What are the potential complications post surgery of having your root replaced with a Dacron tube long term? I can’t find any in my research but say if the repair is totally durable can replacing the aortic root cause future problems? I know the surgery itself becomes more complex but curious about any known long term issues with getting rid of your native aortic root. Any advice or opinions or experience on this would be helpful. Thanks!
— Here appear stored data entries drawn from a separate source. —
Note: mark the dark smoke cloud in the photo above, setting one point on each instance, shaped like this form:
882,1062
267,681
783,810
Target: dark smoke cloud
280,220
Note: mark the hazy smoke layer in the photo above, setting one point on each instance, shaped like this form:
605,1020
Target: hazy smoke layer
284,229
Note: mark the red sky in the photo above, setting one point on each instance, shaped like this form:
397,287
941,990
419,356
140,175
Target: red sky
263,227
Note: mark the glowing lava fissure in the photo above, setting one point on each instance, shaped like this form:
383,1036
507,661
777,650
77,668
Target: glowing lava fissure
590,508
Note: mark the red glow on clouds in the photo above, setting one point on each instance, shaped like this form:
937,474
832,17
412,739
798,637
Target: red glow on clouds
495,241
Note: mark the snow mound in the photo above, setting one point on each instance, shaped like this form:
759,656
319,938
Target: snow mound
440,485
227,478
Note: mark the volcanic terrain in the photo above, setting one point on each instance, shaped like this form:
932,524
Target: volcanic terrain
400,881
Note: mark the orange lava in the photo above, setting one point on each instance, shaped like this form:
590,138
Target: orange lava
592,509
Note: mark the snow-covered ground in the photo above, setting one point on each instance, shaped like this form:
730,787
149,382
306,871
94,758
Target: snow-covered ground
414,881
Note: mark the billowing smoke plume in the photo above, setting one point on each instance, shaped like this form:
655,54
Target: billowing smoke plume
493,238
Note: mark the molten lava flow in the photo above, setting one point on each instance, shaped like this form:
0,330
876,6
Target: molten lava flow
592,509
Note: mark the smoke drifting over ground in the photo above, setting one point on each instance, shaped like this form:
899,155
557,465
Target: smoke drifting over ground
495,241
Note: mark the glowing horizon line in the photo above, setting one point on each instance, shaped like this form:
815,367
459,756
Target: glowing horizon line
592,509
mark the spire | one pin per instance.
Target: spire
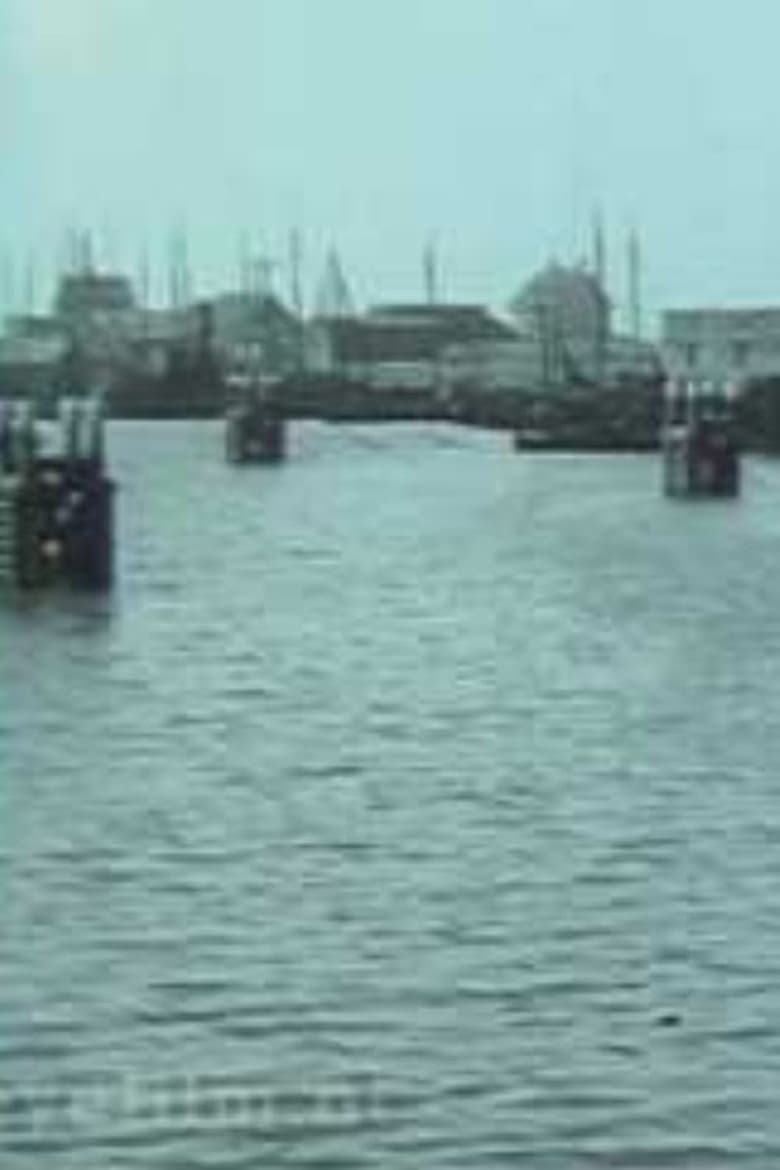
(430, 273)
(599, 249)
(634, 284)
(333, 296)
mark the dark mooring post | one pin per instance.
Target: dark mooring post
(56, 510)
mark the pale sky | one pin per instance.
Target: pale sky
(494, 125)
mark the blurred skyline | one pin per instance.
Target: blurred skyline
(496, 128)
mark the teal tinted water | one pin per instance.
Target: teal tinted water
(414, 804)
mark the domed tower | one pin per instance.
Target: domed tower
(566, 310)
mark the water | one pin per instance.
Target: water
(412, 805)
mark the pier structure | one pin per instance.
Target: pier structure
(699, 442)
(56, 509)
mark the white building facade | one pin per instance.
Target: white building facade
(722, 345)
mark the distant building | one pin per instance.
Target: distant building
(722, 345)
(564, 303)
(30, 350)
(564, 321)
(255, 331)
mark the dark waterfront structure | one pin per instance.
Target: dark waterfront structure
(255, 429)
(56, 510)
(701, 445)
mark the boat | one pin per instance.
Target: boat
(255, 425)
(699, 442)
(56, 508)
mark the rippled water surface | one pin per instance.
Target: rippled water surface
(414, 804)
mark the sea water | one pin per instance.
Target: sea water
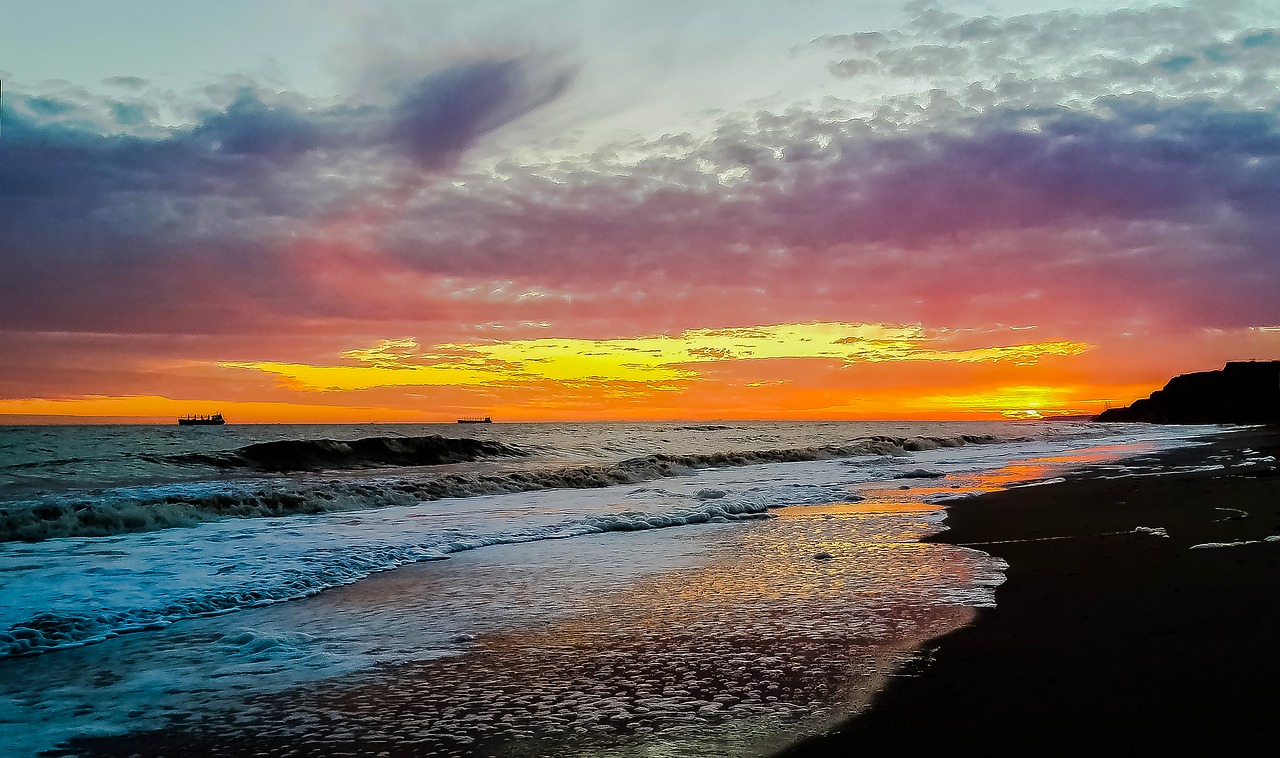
(604, 589)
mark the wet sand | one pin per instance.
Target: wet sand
(1105, 643)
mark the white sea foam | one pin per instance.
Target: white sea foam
(554, 553)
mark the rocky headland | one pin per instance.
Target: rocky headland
(1242, 392)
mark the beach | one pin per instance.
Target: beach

I would certainly ask. I believe replacing the root helps stabilize the valve and is advantageous for the repair
 
I had a consultation with the surgeon, as you all have been saying the real only way to know if it's repairable is after he opens me up. The echo looks ok, severe AI with possible RCC prolapse, he thinks there may be some calcium on the leading edge of the right leaflet but the overall gradient across the valve is in the low teens (10-12), so not sure that seems to suggest not much calcium. Movement looks alright as well so maybe they are still pliable though mildly thickened, hopefully calcium isn't extensive and can be removed. He wants to do a David Procedure VSRR because it will allow him to provide annular stability and possibly remodel how the leaflets /commissures, etc. are arranged that might help with leak closure. He also mentioned straightforward they might go in and decide this valve is not worth saving and just replace it in which case I am considering the resilia tissue valve, I know I'm quite young but I want to take my risks with it and hope that it will last me 10-15 years. operation will be through a full sternotomy so that they don't have me on CPB for too long since my ventricle is already large and weakened.
 
For those who chose repair, what do the tell you is the likelihood that it will last (and how long) or need additional surgery down the road? Having gone through one OHS I can tell you that for me, I would not willingly do it again. So I have to think if I was forced to make that choice I would opt for replacement rather than repair. But thats only because I already know what its like to experience the surgery and recovery... whereas most in that scenario do not
 
For those who chose repair, what do the tell you is the likelihood that it will last (and how long) or need additional surgery down the road? Having gone through one OHS I can tell you that for me, I would not willingly do it again. So I have to think if I was forced to make that choice I would opt for replacement rather than repair. But thats only because I already know what its like to experience the surgery and recovery... whereas most in that scenario do not
I think at my age I've kind of baked in to the fact that I'm probably going to need multiple operations with a replacement whether that's tissue or mechanical though I agree it's probably much less for mechanical but I don't want to be on Warfarin this young. WIth the repair I've been told worst case is I get re-operated on in a year, best case perhaps never. It all depends how they decide to repair it and how good or bad the tissue is when they go in. If they have to augment it with bovine pericardium to extend the leaflets most likely that will be a predictor of failure but that still might get me 10 years hopefully a decent chance. Given I've lived with severe AR for over a decade and there's been no change in my regurgitant fraction or further structural valve degeneration I'm hopeful my tissue is at least healthy enough to be worked with and that there's just a prolapse and that there's still enough tissue to work with something
 
I follow ya. Nobody can make that choice for you of course. Lots of debate in the forums here as Im sure you've seen, with opinions on both sides. I decided mech valve almost from the very beginning and that was also my surgeons recommendation, so it was easy for me. I will say I was also very nervous about what life on warfarin would mean. But I can tell you now, its really no big deal at all. You learn it and you adapt, but really its such a minor thing, and it hasn't limited what I do or how I do things in any way. Especially when I consider it means I will likely not need any future surgery.